As T.S. Eliot puts it:

Between the idea
And the reality
Between the motion
And the act
Falls the Shadow...
But that crossroad is right where Matthew moves in faith! And that’s where I think we’re called to follow him; because when we hit that crossroad,(where the light of Christ comes into our lives, where the shadows come into view), that’s where we can clearly see our darkness, and that’s good! In the light of Jesus' selflessness, we see, with greater clarity than ever before, our own selfishness; in the light of his outpouring love and his endless self giving, we see our careful self protection, our mixed motives, our holding on for dear life to those things that keep us secure, but at such an awful cost. 

It could not be easy. Matthew had worked hard to make a profit as a tax gatherer, find some security in a dangerous world with such grinding poverty all around: is he ready to give all that life away? We can see that; but can we see what hope helped him to cast his self-made security away, to open his heart to the chance that following this Jesus would lead him to a new way,  to walk faithfully in the possibility that, “we are called to exchange our living death for Christ’s dying life?”

Maybe some people would say that is what it means to be born again. But I think for Matthew, and for most of us, being born again is not a “one time fits all” proposition: instead it is a following along, a daily taking up and giving away, “thy kingdom come, thy will be done,”  now after now after now, day after day after day.

So Jesus said to him, “Follow me.” And he got up and followed him. And Jesus says to us, “Follow me.”

As the letter to the Ephesians says, “There is one call,” and we are baptised into Christ’s dying and rising only once, but the baptismal journey continues in this community gathered, in this Eucharist, in this unlikely shared meal. On this and every Sunday morning, we proclaim and participate in Christ’s sacrifice and salvation, death and resurrection,once again. On every Sunday, we come to be called and recalled, welcomed to the great feast, the open celebration; again and again and again. On Sunday after Sunday after Sunday. The calling, the baptism, the community in conversation and conversion, the long journey home, continues. 

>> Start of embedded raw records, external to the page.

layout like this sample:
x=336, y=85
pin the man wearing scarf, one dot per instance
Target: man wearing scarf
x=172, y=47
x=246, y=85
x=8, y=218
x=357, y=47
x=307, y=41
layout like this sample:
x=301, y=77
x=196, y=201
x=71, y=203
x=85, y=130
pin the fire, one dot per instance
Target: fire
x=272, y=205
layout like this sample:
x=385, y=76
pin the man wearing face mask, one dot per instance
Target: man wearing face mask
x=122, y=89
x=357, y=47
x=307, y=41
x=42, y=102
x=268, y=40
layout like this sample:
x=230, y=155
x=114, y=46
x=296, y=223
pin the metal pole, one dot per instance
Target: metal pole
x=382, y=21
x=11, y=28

But we’re not there yet. And if Matthew has good room for questioning, so do we. For here we stand, two thousand years later, right with him as hopeful hypocrites, undisciplined disciples, in a hope and in a tradition resounding with the greatest wisdom, the greatest justice, the greatest prophecy, the greatest poetry, the greatest ethics, the greatest hope the world has ever known. Here we stand in a community that has made mercy and compassion part of the world for the last 2000 years. 

And sometimes we think we’re getting older, and we’re getting smaller, and we wonder, what in God’s name is going on with this truth we hold, with this hope we had such hope in. Where is our good news going in this noisy world?

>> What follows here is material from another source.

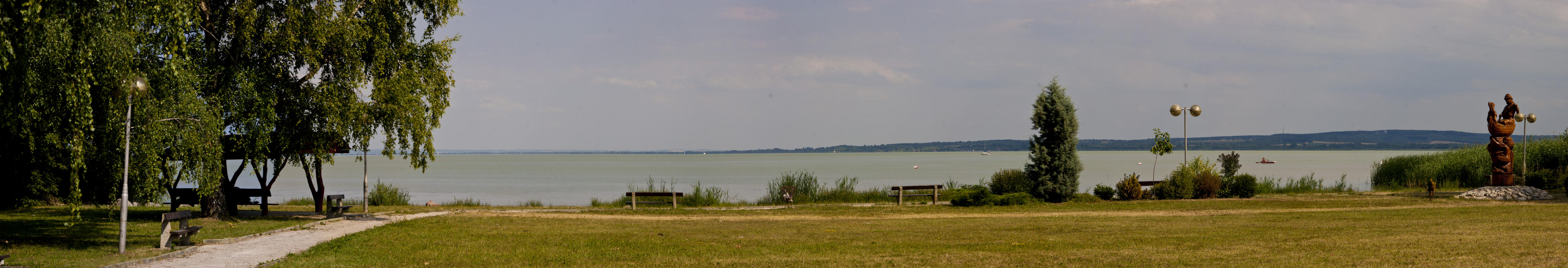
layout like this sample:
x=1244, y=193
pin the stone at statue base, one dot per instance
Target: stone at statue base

But Matthew followed Jesus then and Matthew has good news for us now: all we have to do is follow him. 

Two thousand years ago, Jesus called a Tax collector named Matthew to come to dinner, to turn around and see his life in a new way; see where he came from, where he was going, and the great company of which he was a part. And Matthew turned and found the glory of God: in the midst of his shadows, in the moonlight of a garden, in the surprising sunrise on Sunday morning, on a way that took him beyond all he had known, and more than he had hoped for, and finally brought him home at the last. And we are here today to celebrate his life and ministry and to share in his joyful calling.

Blessed Matthew; Tax Gatherer, Disciple, Apostle, Evangelist, Martyr and Saint; In this church called by your name and as people sharing your calling; We give thanks for you and we pray with you to the Lord our God.